BHK cells containing a stably integrated LacO array were transiently transfected with pNeG-p53(NTD), pCAG-Ch-HDM2(NTD) and GBP–LacI. In (a) is shown a schematic representation of the re-localization of the GFP–p53 to the LacO array, its interaction with mCh–HDM2 and the disruption of this interaction mediated by Nutlin 3. (b) Live cell confocal microscopy images showing the disruption kinetics of the interaction between HDM2 and p53 mediated by Nutlin 3 at 0 (DMSO, control), 2, 5 and 10 μM. (c) Time lapse quantification of the relative binding of p53 to HDM2. Higher concentrations of Nutlin 3 resulted in faster disruption of the interaction between the proteins. In Supplementary Fig. S1 are shown the kinetic traces, the mean and the s.e. of the interaction disruption mediated by Nutlin 3 at 5 μM obtained from five repetitions showing the reproducibility of the individual traces. Scale bar, 5 μm.

Figure 4. Rationally designed in vivo cleavable cell-permeable peptide to inhibit and disrupt the binding between p53 and HDM2.

(a) Short sequence from p53 responsible for the binding between p53 and HDM2. Below this sequence the main domains of p53 and HDM2 are depicted along with a short peptide (N8A) that has been shown in vitro to have higher affinity for HDM2 than p53. (b) The N8A peptide is not able to reach the interior of living cells. Therefore, it was coupled by a disulphide bond to a cell-penetrating peptide (TAT) that is capable of transporting it into living cells. (c) The design is based on a delivery model in which (I) the TAT peptide transports the N8A peptide into the cell, (II) in the cytosol the disulphide bridge is cleaved releasing the N8A peptide from the TAT peptide, (III) the peptide inhibitor is free to diffuse throughout the nucleus and the cytosol inhibiting the binding between p53 and HDM2, (IV) while the TAT peptide accumulates preferentially at the cytosol and the nucleolus.

Figure 5. A rationally designed in vivo cleavable cell-permeable peptide that inhibits and disrupts the binding between p53 and HDM2.

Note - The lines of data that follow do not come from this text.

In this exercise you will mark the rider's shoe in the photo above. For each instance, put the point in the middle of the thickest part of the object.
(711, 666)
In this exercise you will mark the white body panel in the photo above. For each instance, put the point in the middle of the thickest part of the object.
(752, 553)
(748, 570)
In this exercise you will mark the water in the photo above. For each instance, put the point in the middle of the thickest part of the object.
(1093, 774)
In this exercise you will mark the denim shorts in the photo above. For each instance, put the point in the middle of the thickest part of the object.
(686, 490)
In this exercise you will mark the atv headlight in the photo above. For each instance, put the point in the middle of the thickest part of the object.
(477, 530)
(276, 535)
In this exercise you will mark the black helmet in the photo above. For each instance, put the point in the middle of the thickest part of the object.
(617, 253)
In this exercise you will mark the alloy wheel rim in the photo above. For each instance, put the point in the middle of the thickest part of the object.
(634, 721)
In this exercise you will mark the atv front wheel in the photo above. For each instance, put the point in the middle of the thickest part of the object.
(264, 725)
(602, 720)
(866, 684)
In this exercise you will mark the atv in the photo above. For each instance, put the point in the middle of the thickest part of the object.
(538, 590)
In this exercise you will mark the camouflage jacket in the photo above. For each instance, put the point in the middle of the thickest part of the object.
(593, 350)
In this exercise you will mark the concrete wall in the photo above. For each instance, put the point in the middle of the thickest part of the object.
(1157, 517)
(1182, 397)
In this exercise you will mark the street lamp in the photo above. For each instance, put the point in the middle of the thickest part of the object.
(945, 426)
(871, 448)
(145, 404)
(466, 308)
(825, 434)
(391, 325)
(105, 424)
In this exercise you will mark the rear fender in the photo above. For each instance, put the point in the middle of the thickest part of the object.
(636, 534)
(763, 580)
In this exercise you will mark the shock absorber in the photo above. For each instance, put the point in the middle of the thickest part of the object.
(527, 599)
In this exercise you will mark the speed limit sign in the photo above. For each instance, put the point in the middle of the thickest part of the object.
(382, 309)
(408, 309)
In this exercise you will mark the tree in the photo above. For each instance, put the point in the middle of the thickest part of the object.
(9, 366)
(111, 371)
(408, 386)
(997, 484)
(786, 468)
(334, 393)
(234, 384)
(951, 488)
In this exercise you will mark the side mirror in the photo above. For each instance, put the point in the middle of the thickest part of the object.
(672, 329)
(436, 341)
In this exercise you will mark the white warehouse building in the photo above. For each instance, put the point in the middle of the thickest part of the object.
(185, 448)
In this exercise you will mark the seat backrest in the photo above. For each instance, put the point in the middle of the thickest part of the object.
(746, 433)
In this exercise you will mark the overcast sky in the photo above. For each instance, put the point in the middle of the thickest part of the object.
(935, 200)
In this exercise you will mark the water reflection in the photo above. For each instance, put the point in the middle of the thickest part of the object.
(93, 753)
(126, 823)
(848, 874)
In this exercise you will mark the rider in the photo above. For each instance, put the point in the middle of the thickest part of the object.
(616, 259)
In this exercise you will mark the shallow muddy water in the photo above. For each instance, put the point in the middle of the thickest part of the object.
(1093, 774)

The peptide was tested in several mammalian cell lines (a–d). Starting from hamster cell lines containing stably integrated Lac operator (LacO) DNA arrays, the system is expanded onto application on any mouse cell exploiting the natural occurrence of large regions around centromeres naturally containing arrays of major satellite DNA sequences rich in methylated cytosines and, hence, accumulating methyl cytosine-binding domain (MBD) proteins. On a next step, the system is expanded to any cell containing a nuclear lamina composed of lamin intermediate filament proteins. Finally, the system is transferred to the cytosol making use of targeting it to the centriole via the centrin protein. In the first column, a cartoon representation of the protein interactions and inhibition at each recruitment site within the cell is shown. In the second column, a confocal image of a representative live cell of the GFP channel is shown followed by the mCherry channel in the third column, a transmission light image in the fourth column and in the last column the overlay of all the channels. In each row are shown the images before and after adding the N8A peptide to a final concentration of 8 μM. An amplified image of the recruitment site is shown below each microscopic image. (a) Recruitment of GFP-HDM2 to the LacO array in hamster BHK cells. Cells transiently transfected with pNeG-HDM2(NTD), pCAG-Ch-p53(NTD) and GBP–LacI. (b) Recruitment of GFP-HDM2 to major satellite pericentric repeats rich in MBD proteins in mouse C2C12 cells. Cells transiently transfected with pNeG-HDM2(NTD), pCAG-Ch-p53(NTD) and GBP-MBD (c) Recruitment of GFP-HDM2 to the nuclear lamina in human HeLa cells. Cells transiently transfected with pNeG-HDM2(NTD), pCAG-Ch-p53(NTD) and GBP-Lamin B1. (d) Recruitment of p53-GFP to the centriole in HeLa cells. Cells transiently transfected with p53-GFP, pCAG-Ch-HDM2(NTD) and GBP-Centrin2. Scale bar, 5 μm.